L’ex governatore non parla a titolo personale, ma a nome di un gruppo chiamato Glasgow Financial Alleance for Net Zero (Gfanz) che comprende 450 soggetti appartenenti ad ogni segmento del settore finanziario: assicurazioni, banche, agenzie di rating, consulenza finanziaria, un po’ tutti insomma: da McKinsey a Deutsche Bank, da Morgan Stanley ai Lloyd. Tutti appassionati al fine di decarbonizzare l’economia, con altisonanti dichiarazioni e patinate brochure con illustrazioni di pale eoliche nel verde.

Già il fatto che la punta di diamante della finanza globale investa in un enorme numero di attività ambientalmente dannosissime con pochi imbarazzi dovrebbe indurre qualche sottile dubbio sulla genuinità di un tale afflato ecologista.
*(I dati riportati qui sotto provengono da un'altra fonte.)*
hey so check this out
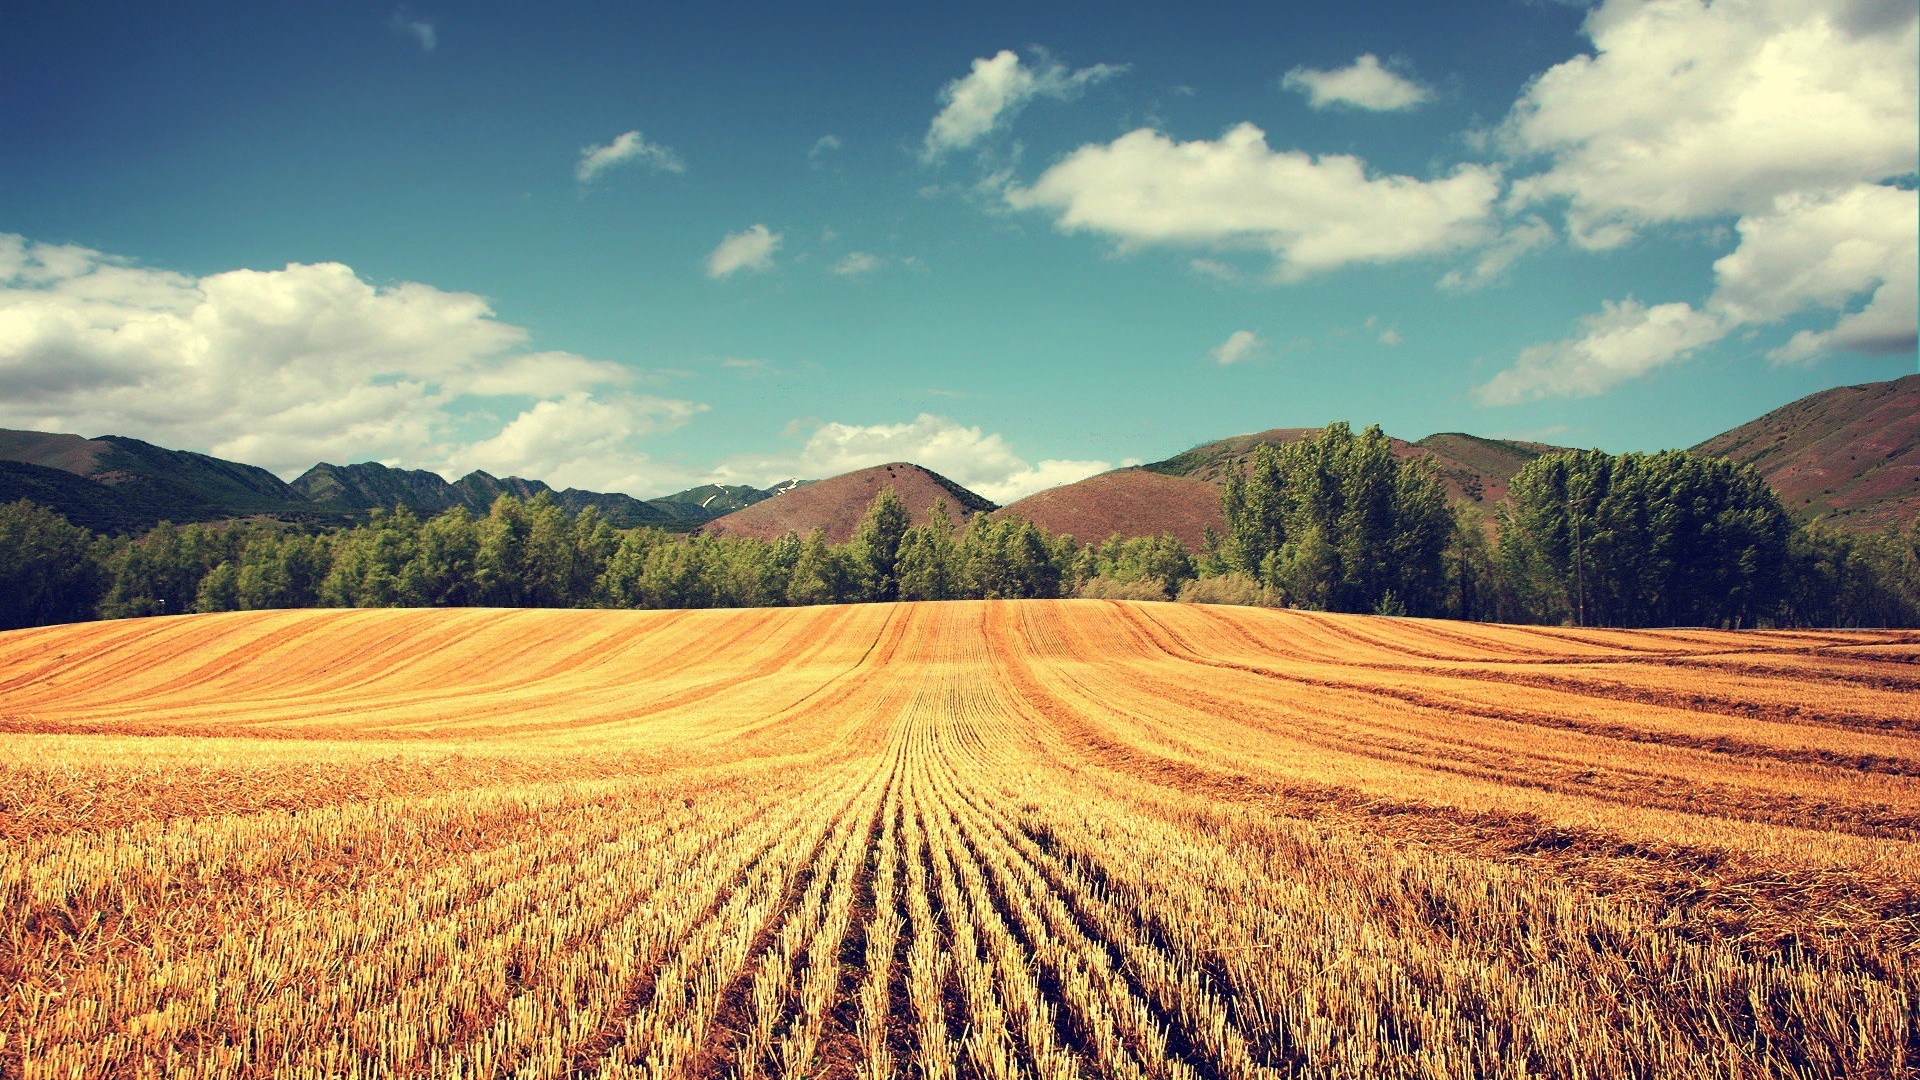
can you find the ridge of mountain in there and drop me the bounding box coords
[650,482,807,520]
[0,429,305,511]
[0,431,793,533]
[1691,373,1919,529]
[4,373,1914,541]
[0,428,316,531]
[291,461,703,529]
[0,460,223,533]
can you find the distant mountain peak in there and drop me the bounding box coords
[699,462,993,543]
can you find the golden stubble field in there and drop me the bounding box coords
[1,600,1917,1079]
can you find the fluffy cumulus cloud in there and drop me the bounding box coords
[0,234,702,493]
[1504,0,1917,241]
[923,49,1126,160]
[1006,123,1501,280]
[706,224,782,279]
[1480,0,1918,400]
[1210,329,1265,365]
[1713,183,1919,361]
[715,414,1110,504]
[1475,299,1725,404]
[575,130,685,183]
[1282,54,1434,111]
[449,392,705,494]
[1477,185,1917,401]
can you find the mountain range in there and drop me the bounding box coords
[0,430,804,534]
[3,373,1913,542]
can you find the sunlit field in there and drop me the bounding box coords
[2,601,1917,1079]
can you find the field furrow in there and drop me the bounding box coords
[2,600,1916,1079]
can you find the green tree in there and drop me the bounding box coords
[596,528,670,608]
[234,531,330,610]
[1781,522,1920,628]
[195,561,242,613]
[0,500,108,629]
[639,537,716,608]
[320,507,421,607]
[896,501,960,601]
[853,487,912,601]
[1080,533,1194,598]
[786,528,840,606]
[99,520,236,618]
[1218,423,1454,614]
[400,507,481,606]
[1499,449,1790,627]
[1444,510,1502,622]
[957,515,1060,599]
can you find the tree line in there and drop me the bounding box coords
[3,422,1916,631]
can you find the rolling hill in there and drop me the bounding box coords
[1692,373,1919,530]
[993,468,1226,549]
[998,428,1563,549]
[0,429,317,530]
[0,460,221,533]
[697,462,994,542]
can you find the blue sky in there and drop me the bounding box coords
[1,0,1914,500]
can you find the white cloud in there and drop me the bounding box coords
[0,233,703,494]
[923,49,1126,160]
[1474,298,1726,404]
[1437,216,1556,291]
[1475,0,1918,400]
[1504,0,1918,241]
[833,252,886,276]
[1005,123,1501,280]
[459,352,633,397]
[713,413,1110,504]
[1377,328,1404,346]
[1188,258,1242,283]
[390,9,435,53]
[575,130,685,183]
[1709,182,1918,360]
[1478,182,1917,400]
[449,392,705,494]
[1210,329,1265,365]
[1282,54,1434,111]
[809,135,842,168]
[706,224,782,279]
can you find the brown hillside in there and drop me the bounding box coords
[1140,427,1564,519]
[0,429,114,475]
[994,468,1226,549]
[696,462,995,543]
[1693,373,1920,530]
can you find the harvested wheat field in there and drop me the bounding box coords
[2,601,1919,1079]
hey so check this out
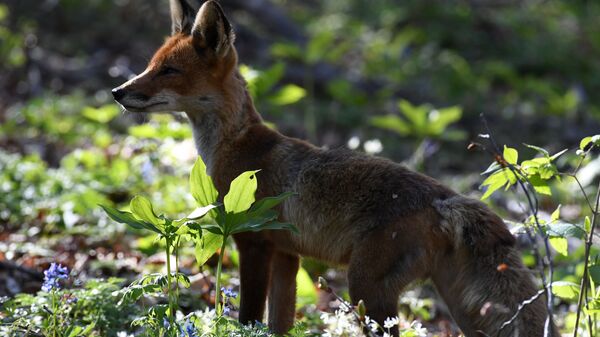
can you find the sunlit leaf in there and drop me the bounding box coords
[549,237,568,256]
[481,170,509,199]
[194,231,223,266]
[550,205,561,222]
[224,170,259,214]
[130,195,164,227]
[296,267,317,307]
[190,157,218,207]
[551,281,579,300]
[269,84,306,105]
[503,145,518,165]
[100,205,161,234]
[82,104,119,123]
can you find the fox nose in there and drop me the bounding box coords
[111,87,126,101]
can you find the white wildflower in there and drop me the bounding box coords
[410,320,428,337]
[364,139,383,154]
[384,316,400,329]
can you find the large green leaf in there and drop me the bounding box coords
[130,195,164,227]
[194,231,223,267]
[231,221,299,235]
[249,192,295,215]
[190,157,218,207]
[224,170,259,214]
[100,205,161,234]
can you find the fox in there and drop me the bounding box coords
[111,1,559,336]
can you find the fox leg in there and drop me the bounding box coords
[267,251,300,334]
[236,234,274,325]
[347,227,427,336]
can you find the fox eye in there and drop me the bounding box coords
[157,66,180,76]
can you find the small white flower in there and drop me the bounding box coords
[347,136,360,150]
[410,321,428,337]
[384,316,400,329]
[363,139,383,154]
[116,332,133,337]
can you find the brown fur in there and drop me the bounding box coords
[112,1,559,336]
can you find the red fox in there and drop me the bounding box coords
[111,1,558,336]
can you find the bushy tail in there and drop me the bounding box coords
[432,195,516,255]
[431,195,559,337]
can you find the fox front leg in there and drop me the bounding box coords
[268,251,300,334]
[235,233,274,325]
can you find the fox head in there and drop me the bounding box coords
[111,0,244,117]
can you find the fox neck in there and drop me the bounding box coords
[185,71,261,173]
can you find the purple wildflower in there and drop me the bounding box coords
[42,263,69,292]
[222,306,230,316]
[178,319,198,337]
[221,287,237,299]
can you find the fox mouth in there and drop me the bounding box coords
[122,101,168,112]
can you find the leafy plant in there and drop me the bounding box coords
[100,157,297,334]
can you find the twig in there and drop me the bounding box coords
[573,179,600,337]
[499,289,546,332]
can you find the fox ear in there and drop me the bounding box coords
[170,0,195,35]
[191,1,235,56]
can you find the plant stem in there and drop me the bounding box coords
[51,291,57,337]
[165,237,173,325]
[573,179,600,337]
[215,236,227,316]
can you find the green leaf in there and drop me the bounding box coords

Ma se vediamo le linee di proposta leggiamo di tre livelli specifici: nuovi investimenti di capitale, gestione degli investimenti già esistenti e advocacy presso presso (altre) potenti corporation. Se colleghiamo il primo elemento col discorso di Draghi si colgono le (non troppo sorprendenti) implicazioni: dato che la conversione dell’assetto economico in chiave ambientale comporterà grandissimi costi, per sostenerli sarà indispensabile la cooperazione del settore privato.
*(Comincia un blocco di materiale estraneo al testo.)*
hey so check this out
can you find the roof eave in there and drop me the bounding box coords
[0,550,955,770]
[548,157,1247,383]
Ricorda abbastanza la gestione dei servizi per i cittadini con partnership pubblico-privato, che in generale finivano bene per il privato e maluccio per il pubblico (sia nel senso dello Stato, che alla fine doveva cacciare i soldi per remunerare la controparte, sia per i cittadini-fruitori, che si trovavano con bollette esose e servizi non sempre all’altezza). Qui si parla di nuovi investimenti, e presumibilmente di prodotti finanziari «green» – campo in cui la Commissione UE si è già assai portata avanti, vedendo la finanza «verde» un’occasione per affermare la potenza dell’euro e fattore di maggiore competitività mondiale.
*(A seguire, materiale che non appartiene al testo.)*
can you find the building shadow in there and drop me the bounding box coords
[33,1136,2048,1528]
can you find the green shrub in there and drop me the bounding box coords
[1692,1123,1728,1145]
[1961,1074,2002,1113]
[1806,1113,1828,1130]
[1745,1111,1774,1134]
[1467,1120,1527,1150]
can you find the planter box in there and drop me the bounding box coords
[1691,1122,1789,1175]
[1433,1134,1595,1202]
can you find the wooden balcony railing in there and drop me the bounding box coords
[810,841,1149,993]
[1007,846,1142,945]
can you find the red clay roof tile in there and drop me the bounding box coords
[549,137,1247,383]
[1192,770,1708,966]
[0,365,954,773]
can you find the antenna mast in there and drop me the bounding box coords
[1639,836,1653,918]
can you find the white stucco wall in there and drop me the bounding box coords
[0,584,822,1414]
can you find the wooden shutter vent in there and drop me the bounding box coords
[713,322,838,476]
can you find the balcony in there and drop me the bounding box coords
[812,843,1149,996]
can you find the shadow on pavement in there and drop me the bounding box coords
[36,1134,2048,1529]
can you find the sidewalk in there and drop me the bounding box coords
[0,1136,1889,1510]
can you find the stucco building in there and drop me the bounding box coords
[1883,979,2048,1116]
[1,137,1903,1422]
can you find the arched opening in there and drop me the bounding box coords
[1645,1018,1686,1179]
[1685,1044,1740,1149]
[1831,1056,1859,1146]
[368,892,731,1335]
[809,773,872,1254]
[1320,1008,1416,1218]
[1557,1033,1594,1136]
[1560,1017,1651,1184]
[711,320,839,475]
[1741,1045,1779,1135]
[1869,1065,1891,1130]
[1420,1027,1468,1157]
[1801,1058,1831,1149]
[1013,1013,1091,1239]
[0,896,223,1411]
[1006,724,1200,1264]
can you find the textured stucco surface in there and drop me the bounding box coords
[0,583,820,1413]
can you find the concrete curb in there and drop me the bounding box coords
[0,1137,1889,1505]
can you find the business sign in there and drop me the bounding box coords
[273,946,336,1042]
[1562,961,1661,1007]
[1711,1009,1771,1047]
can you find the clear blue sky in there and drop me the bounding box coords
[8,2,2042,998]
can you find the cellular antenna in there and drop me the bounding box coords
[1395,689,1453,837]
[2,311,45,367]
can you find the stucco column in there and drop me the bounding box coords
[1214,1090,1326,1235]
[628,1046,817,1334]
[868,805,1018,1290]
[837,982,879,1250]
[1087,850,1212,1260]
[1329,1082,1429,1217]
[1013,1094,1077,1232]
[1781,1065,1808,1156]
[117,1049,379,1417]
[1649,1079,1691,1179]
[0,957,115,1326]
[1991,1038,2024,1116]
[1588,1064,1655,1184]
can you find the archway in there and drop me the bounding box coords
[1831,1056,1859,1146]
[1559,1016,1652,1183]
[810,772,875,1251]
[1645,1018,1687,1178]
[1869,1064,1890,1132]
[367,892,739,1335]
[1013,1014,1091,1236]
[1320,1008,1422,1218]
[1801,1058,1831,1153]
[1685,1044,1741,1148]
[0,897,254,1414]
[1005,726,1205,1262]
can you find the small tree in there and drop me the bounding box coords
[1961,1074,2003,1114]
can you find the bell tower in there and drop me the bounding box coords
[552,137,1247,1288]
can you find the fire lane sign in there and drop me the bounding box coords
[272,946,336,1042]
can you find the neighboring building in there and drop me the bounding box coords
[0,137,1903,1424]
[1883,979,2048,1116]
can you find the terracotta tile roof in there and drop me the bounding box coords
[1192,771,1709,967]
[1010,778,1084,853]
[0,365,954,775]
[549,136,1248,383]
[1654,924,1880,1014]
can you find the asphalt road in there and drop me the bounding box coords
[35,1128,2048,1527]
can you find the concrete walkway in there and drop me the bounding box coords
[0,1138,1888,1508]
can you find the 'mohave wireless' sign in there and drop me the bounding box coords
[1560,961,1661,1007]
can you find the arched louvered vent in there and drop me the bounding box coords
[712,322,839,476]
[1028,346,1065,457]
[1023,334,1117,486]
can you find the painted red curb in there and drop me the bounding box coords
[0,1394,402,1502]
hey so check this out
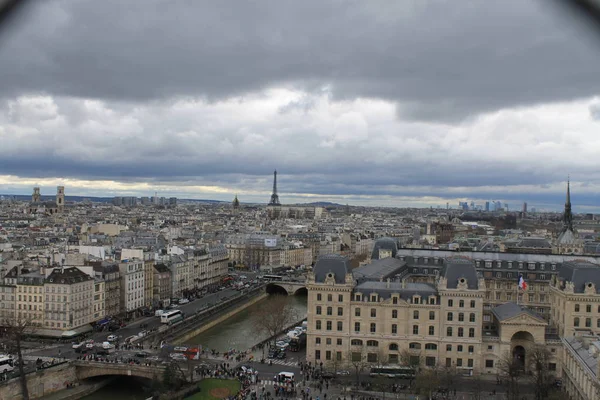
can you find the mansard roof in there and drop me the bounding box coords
[370,237,398,260]
[441,257,479,289]
[354,281,437,300]
[558,261,600,294]
[492,302,545,322]
[313,254,350,284]
[353,257,405,282]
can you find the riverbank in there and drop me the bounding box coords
[174,292,268,344]
[40,377,114,400]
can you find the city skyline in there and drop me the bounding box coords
[2,1,600,211]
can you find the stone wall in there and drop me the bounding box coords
[0,362,77,400]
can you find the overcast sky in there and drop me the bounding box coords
[1,0,600,211]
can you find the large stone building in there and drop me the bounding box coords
[119,258,145,315]
[44,267,94,333]
[305,252,564,377]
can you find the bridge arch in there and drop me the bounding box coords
[74,361,165,382]
[265,282,307,296]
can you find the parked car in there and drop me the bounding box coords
[135,351,151,358]
[107,334,118,342]
[179,298,190,305]
[169,353,187,361]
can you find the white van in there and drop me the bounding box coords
[274,372,295,382]
[155,309,165,317]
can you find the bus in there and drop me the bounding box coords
[263,274,284,281]
[0,355,15,373]
[160,310,184,325]
[369,366,415,379]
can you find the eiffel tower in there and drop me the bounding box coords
[268,170,281,206]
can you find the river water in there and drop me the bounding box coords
[80,294,307,399]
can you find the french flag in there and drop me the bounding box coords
[518,275,528,290]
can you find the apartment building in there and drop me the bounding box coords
[208,245,229,288]
[10,268,45,327]
[0,284,16,322]
[562,335,600,400]
[91,262,121,318]
[153,262,172,306]
[119,258,145,314]
[92,280,105,321]
[44,267,94,332]
[143,257,155,308]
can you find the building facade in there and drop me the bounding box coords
[119,258,145,314]
[44,267,94,332]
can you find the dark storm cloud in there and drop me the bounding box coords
[1,0,600,121]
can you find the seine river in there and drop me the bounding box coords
[80,294,307,399]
Da molti si propone l’emergenza ambientale per trasformare una crisi in opportunità; ma presso il gruppo Gfanz l’opportunità pare essere non quella di cambiare il sistema in modo sostanziale, ma di rinvigorirlo volgendo a vantaggio dei soggetti dominanti e padronali l’energia politica, col mitico «capitalismo verde». Di sicuro è chiaro quando Draghi nomina «la nostra parte» a quale parte si riferisca e di che qualità sia il suo «ambientalismo».